An agent without memory is like a brilliant expert with complete amnesia — it can reason brilliantly within a single conversation but forgets everything the moment the interaction ends. Memory and state management are what transform stateless LLM calls into persistent, learning agents.
┌─────────────────────────────────────────────────┐
│ Agent Memory System │
│ │
│ ┌──────────────┐ ┌────────────────────────┐ │
│ │ Short-Term │ │ Long-Term │ │
│ │ (Context │ │ ┌─────────────────┐ │ │
│ │ Window) │ │ │ Episodic │ │ │
│ │ │ │ │ (Past sessions) │ │ │
│ └──────────────┘ │ └─────────────────┘ │ │
│ │ ┌─────────────────┐ │ │
│ ┌──────────────┐ │ │ Semantic │ │ │
│ │ Working │ │ │ (Facts, prefs) │ │ │
│ │ (Scratchpad) │ │ └─────────────────┘ │ │
│ │ │ │ ┌─────────────────┐ │ │
│ └──────────────┘ │ │ Procedural │ │ │
│ │ │ (How-to, skills) │ │ │
│ │ └─────────────────┘ │ │
│ └────────────────────────┘ │
└─────────────────────────────────────────────────┘
The conversation history within the current LLM context window. This is the most fundamental form of memory — every message in the conversation (user turns, assistant turns, tool results) is included in each request to the model.
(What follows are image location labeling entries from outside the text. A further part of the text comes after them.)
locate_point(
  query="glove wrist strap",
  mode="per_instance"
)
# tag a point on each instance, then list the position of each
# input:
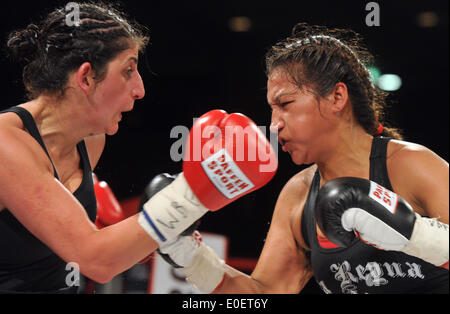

Challenge: Context windows are finite. A 200K-token window sounds large, but it fills up quickly when tool results, code files, and conversation history accumulate.
A temporary store where the agent keeps track of intermediate results, plans, and observations during a single task execution:
# See code/memory.py for the full implementation
class WorkingMemory:
"""Scratchpad for current task execution."""
def __init__(self):
self.plan = None
self.observations = []
self.intermediate_results = {}
self.current_step = 0
def note(self, key, value):
"""Store an intermediate result."""
self.intermediate_results[key] = value
def observe(self, observation):
"""Record an observation from the environment."""
self.observations.append({
"step": self.current_step,
"content": observation
})
def summarize(self):
"""Get a summary for inclusion in the LLM context."""
return {
"plan": self.plan,
"completed_steps": self.current_step,
"key_findings": self.intermediate_results,
"recent_observations": self.observations[-5:]
}
Records of complete past interactions — what was asked, what the agent did, what worked, and what didn’t:
# See code/memory.py for the full implementation
class EpisodicMemory:
"""Store and retrieve past interaction episodes."""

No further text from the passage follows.